Não podemos deixar que passe despercebida a situação triste que vive nosso país, com a pobreza aumentando a cada dia, a violência se tornando algo monstruoso e a corrupção sendo discutida como algo de pouca importância perto de tantos outros absurdos ocorridos no Brasil. Mas acredito que cabe a nós, adolescentes, futuros eleitores e profissionais, fazer algo para ajudar a resolver esta situação. Gostaria de dar-lhes um exemplo de cidadania, de solidariedade e de preocupação com o bem-estar do próximo.

Há mais ou menos quatro anos surgiu no Colégio Coração de Maria, de Esteio, no Rio Grande do Sul, onde estudei por dez anos, um grupo de voluntários incentivado pelo programa ¿Parceiros Voluntários¿, que faz um trabalho fantástico com instituições que necessitam de apoio financeiro e principalmente de atenção e carinho aos necessitados. Quando soube deste projeto fui procurar um responsável, pois estava com muita vontade de participar, mas também cheia de dúvidas. Será que posso participar? Onde poderei ajudar? O que faz um voluntário? Será que tenho capacidade para exercer uma atividade de tanta responsabilidade?

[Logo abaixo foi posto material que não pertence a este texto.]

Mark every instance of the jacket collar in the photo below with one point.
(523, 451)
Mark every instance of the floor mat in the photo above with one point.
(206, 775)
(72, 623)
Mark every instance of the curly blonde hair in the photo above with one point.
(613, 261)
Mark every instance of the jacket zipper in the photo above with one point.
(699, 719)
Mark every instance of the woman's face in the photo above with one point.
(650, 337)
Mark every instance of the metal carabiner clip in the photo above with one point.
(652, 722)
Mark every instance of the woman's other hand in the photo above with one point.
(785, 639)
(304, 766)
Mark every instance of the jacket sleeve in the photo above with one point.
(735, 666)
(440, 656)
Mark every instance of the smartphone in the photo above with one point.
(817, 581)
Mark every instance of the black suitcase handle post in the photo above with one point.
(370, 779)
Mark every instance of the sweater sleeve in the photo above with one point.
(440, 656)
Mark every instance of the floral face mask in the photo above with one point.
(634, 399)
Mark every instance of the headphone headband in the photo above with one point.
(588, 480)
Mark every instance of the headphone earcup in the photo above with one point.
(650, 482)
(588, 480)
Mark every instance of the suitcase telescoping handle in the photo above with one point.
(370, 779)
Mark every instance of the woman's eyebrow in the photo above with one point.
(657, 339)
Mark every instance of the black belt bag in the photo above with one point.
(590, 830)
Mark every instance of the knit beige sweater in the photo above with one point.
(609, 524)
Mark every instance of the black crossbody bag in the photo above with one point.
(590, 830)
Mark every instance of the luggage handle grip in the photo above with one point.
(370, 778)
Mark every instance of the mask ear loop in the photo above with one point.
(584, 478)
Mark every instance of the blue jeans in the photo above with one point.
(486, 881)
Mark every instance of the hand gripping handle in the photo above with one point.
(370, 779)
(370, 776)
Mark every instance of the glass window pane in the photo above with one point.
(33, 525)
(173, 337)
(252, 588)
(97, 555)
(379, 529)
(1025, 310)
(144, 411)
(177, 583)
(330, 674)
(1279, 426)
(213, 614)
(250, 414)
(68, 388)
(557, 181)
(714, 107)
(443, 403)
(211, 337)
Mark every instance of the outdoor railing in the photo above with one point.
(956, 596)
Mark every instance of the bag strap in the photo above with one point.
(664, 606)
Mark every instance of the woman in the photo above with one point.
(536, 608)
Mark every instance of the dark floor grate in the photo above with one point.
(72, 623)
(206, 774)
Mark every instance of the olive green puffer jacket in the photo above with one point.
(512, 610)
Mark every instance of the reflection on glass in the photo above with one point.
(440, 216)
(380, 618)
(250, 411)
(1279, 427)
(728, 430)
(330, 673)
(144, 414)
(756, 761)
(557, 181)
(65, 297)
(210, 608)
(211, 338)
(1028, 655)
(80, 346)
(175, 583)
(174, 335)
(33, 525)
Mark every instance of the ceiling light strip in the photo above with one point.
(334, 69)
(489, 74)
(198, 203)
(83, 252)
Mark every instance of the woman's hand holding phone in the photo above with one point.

Realmente eram muitas dúvidas, mas nada me fazia desistir da idéia de tentar melhorar um pouco a vida de alguém que precisava de mim. Então, após ter esclarecido tudo e estar ciente do que eu deveria fazer e da responsabilidade que teria, resolvi chamar alguns colegas, os quais tinha a certeza de que agiriam com a mesma seriedade, vontade e responsabilidade.

Com o grupo formado, resolvemos então escolher um local onde começaríamos nosso trabalho. A dúvida era grande pois havia muitos lugares que necessitavam de ajuda. Optamos, então, por uma creche mantida pela Igreja Coração de Maria, que cedia um espaço e os responsáveis contribuíam com uma quantia de acordo com a renda. Sabíamos que não seria nada fácil, a creche estava em péssimas condições, mas a nossa vontade de ajudar era maior do que qualquer dificuldade.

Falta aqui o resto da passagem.